Personalization only matters… sometimes (Check out this article from Weronika Janczuk). Which takes a whole lot of brown nosing pressure off! I mean, if I genuinely have a connection to the agent somehow, fine I will include it… but I am not one for sucking up anyway so this is awesome.  Phew!
However, that does not mean blindly sending with no name or read up on the agent. That is a given, you must do that. State right away what you are writing them for: “I am seeking agency representation and would appreciate your consideration” Around this point if you do have a connection with the agent, this is where you would say it… please don’t say something like “Yah, my cousin Luna said you are awesome!”  Something like, “Luna Lovegood, from the Quibbler, suggested I… blah blah blah.” Make it short and sweet. Like I said, don’t waste their time. You don’t have to remind them of their connection to their “friend”. If they are truly a friend worth mentioning, they will remember.

Draw your story out:

You have been writing this novel for 1-10 years now. You know the ins and outs of it like you know your own children, and maybe in some cases, even more so!

But the agent has never heard it. Draw your story out (and I do not mean draw it out in the long sense… but help it to flow! Bring it to light!) Write an interview or something in first person. Put yourself  in your MCs shoes and write something out about what you need to get across.
If your MS is already written in first person, try it from the reporter position. Write out EVERYTHING you can think of… then keep it handy when you start your query. It may not work for you, but it did for me.

Don’t Stress:

You know, when I started this process, I think I got ulcers. I was very worried about sending agents my stuff, well I still am but I have a healthier understanding of this whole process.
It’s nothing personal if they send you a rejection. Could be one of a thousands reasons they couldn’t take you on at this time. Maybe they are searching for a specific thing and you just aren’t it… YET! I stress on yet… the market changes as much as the weather does. What is in today, could be on it’s way out tomorrow. What is not accepted today, could be the “Best Evah” tomorrow. So press on, send out your queries and frame your first rejection. It will be a beautiful reminder to you later that you didn’t give up.

Did you know Jack Canfield the author of Chicken Soup for the Soul was rejected 134 times, including 20 major publishers?

Chicken Soup for the Souls agent, Jeff Herman, says:
No rejection is fatal until the writer walks away from the battle leaving dreams and goals behind.
Which means… get up, dust your sandals off, and submit again. In this technical day and age, the costs is virtually nothing. You have no excuses.

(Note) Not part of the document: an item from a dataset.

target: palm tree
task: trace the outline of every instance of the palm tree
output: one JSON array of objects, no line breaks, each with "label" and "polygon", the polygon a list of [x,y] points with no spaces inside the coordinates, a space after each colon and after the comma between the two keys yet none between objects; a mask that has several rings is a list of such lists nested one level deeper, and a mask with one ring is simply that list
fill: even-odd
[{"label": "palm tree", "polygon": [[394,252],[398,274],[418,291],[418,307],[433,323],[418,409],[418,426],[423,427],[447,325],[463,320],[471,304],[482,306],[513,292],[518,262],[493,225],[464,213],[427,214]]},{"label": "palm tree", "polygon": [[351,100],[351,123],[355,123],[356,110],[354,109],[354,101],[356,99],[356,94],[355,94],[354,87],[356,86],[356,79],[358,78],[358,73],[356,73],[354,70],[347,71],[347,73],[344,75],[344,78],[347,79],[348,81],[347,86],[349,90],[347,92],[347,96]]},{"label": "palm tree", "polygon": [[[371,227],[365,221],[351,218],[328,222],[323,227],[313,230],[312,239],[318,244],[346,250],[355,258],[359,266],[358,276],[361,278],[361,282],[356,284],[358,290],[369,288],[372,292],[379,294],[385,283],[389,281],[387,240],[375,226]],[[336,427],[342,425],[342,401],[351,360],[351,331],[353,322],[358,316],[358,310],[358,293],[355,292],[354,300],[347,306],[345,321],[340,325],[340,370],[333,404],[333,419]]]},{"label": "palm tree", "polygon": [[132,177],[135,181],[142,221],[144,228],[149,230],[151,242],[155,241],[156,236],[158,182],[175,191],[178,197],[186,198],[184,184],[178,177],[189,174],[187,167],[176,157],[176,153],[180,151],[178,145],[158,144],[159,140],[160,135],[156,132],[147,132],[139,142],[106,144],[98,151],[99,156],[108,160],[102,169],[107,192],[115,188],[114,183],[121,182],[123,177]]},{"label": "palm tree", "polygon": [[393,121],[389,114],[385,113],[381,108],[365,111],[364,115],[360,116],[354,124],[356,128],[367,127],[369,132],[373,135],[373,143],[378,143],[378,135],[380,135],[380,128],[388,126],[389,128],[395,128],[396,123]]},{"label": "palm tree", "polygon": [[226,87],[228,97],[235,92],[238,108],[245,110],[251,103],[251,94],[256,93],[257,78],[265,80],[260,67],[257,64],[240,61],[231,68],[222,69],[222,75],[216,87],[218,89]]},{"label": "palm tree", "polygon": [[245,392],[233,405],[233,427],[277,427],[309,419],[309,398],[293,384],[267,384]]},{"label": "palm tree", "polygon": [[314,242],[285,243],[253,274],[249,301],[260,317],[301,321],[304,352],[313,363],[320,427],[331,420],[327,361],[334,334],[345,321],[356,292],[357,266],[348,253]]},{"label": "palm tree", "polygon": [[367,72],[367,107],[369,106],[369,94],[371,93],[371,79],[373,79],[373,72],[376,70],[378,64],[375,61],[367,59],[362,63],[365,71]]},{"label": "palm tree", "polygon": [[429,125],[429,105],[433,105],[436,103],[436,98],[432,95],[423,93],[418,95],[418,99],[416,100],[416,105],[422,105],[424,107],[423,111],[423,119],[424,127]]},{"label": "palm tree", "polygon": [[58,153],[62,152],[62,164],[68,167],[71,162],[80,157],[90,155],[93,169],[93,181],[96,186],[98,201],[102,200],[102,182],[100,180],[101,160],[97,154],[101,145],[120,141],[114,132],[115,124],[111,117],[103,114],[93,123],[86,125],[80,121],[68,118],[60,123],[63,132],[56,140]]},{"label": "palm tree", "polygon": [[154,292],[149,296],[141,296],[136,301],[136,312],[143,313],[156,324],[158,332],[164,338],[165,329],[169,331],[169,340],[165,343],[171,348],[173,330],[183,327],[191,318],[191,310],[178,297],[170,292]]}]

So, what are you waiting for? Go finish that novel and write the “perfect” query.

Oh yah, that is another thing I have learned… “There is no such thing as a perfect query.”

Eisley Jacobs has been writing, since preschool, tentative strokes on paper that made her parents smile with pride. In high school, Jacobs discovered what would become a lifelong love for the written word. It was not until fifteen years later that she began to pursue that love in earnest. Jacobs now writes Middle Grade Fantasy, YA Fantasy, New Adult Fantasy, and Religious Paranormal Fiction. In her free time she enjoys spending time with her children, photography, drawing, singing, American Sign Language, Scrapbooking, BUNCO and much... much more.

1 comment:

  1. Great post. I also read a Writers Digest article about agents' pet peeves and they mentioned:
    - spelling the agent's name incorrectly (you'd think this was a no-brainer)
    - using an informal tone (like writing to a friend)
    - having no clue as to the genre they specialize in
    - spelling mistakes
    So yes, a query letter may take weeks to write!